【コラム】井上尚弥は、いかにして“モンスター”となったのか -井上真吾『努力は天才に勝る!』より-

「尚のボクシングは自分が理想とする「打たせずに打つ」攻防一体を目指しています」と語るのは、井上尚弥の父・井上真吾だ。『努力は天才に勝る!』という本には、井上尚弥がどのようにして「モンスター」とまで呼ばれるほど、無類の強さを手に入れたのか、その舞台裏が真吾氏によって記されている。本論では、この舞台裏、言い換えれば、尚弥氏の強さの秘密を『努力は天才に勝る!』から紐解いていきたいと思う。

力ではない強さの秘密

KOを量産しているスタイルからは想像がつかないが、真吾氏は尚弥氏へ防御面を重視した指導を行ったとのことだ。「初めて教えた技術はステップワークでした」と真吾氏はいう。「フットワークで間合いを外す。相手の拳の届かない距離まで下がれば安全です。まずはこれを反復させました」。このことについて本書では、「空間の魔術師」とも呼ばれたWBC世界スーパーフライ級王座を八度防衛した徳山昌守を研究しようとしたともあると語る。
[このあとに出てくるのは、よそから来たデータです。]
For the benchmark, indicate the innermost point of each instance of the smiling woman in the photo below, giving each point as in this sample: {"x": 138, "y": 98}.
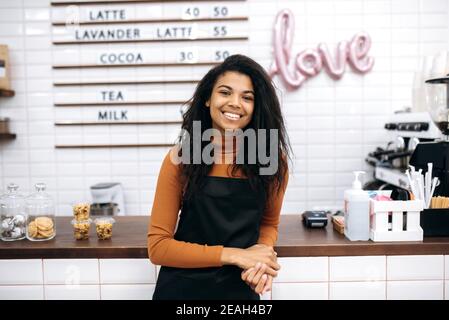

結局は徳山昌守だからこそ、なせる技術だったということで断念している。筆者は、このことについては、おそらく徳山のバックボーンに空手があるせいだと思う。これではたしかに、模倣するのは難しい。空手出身の格闘家といえば、総合格闘家・堀口恭司もいるが、彼もまた他の選手と比べ、間合いが遠い。あの独特な間合いを取り入れることは困難を極めるはずだ。とはいえ、何よりもまず「フットワーク」というのが、強さの秘密の一つといえるだろう。
では、その次はいよいよ攻撃面の指導か、と思いきや「フットワークのつぎはブロッキング」と続く。「ステップとガードを複合させて、まずステップで下がる。相手から打たれない距離まで下がればダラッと下ろしても差し支えないので、そこでいったん休む」。「足で距離を外す。ガードで守る。かわす。よける。それらの取得に時間の多くを割きました」。この徹底したディフェンスの指導が「モンスター」の強さの秘密というのは、試合だけではおよそ想像が難しい部分だろう

「弱点を突く」ではなく「長所を潰す」

さらに本書には驚くべきことが書いてある。「相手の長所を封じ込めれば、相手は勝手にパニックに陥り、容易に自分のペースに持ち込むことができます」。考えてみれば、当然のことかもしれないが、多くの人は長所の封じ込めよりも弱点を突く方を考えてしまうのではないだろうか。しかし、このことについて真吾氏は次のように語る。「弱点をついても、相手からすると「やはりそうきたか」となります。弱点についても想定の範囲です」。いうなれば「弱点を突く」ことは、あまり意味がないのだ。だからこそ「長所を潰す」ほうがメリットとしては大きい。この方策については、とある試合での敗北が背景にある。「尚が高校二年生のとき、全日本アマチュア選手権の決勝で敗れたのも同じパターンです。自慢の攻撃を徹底的にブロッキングされて、林田太郎選手に翻弄されたのです」。プロ六戦目で世界王者、二階級四団体統一王者にも糧となる敗北があった。このことで見出した「長所を潰す」という戦術が、今の尚弥氏を形作っているのかもしれない

さいごに

繰り返しになるが、『努力は天才に勝る!』は尚弥氏の父・真吾氏による教育論といえる本だ。技術的なところはもちろんだが、指導者として、父親として意識してきたことが書かれている。
未だかつて、現代ほど「教育」が難しくなった時代はない。子育てはもちろん、仕事においても部下の育成などには、多くの社会人が頭を悩ますところではある。そういった点では、本書は参考になる部分が多くあると私は思う。一方で、やはり「強さの秘密」を紐解けることが、著書の最大の魅力だというのは、改めて言うまでもないだろう。伝説的なチャンピオンの、テレビだけでは見えにくい「強さ」を支えるための秘密をぜひ多くの人に知ってもらいたいと思う。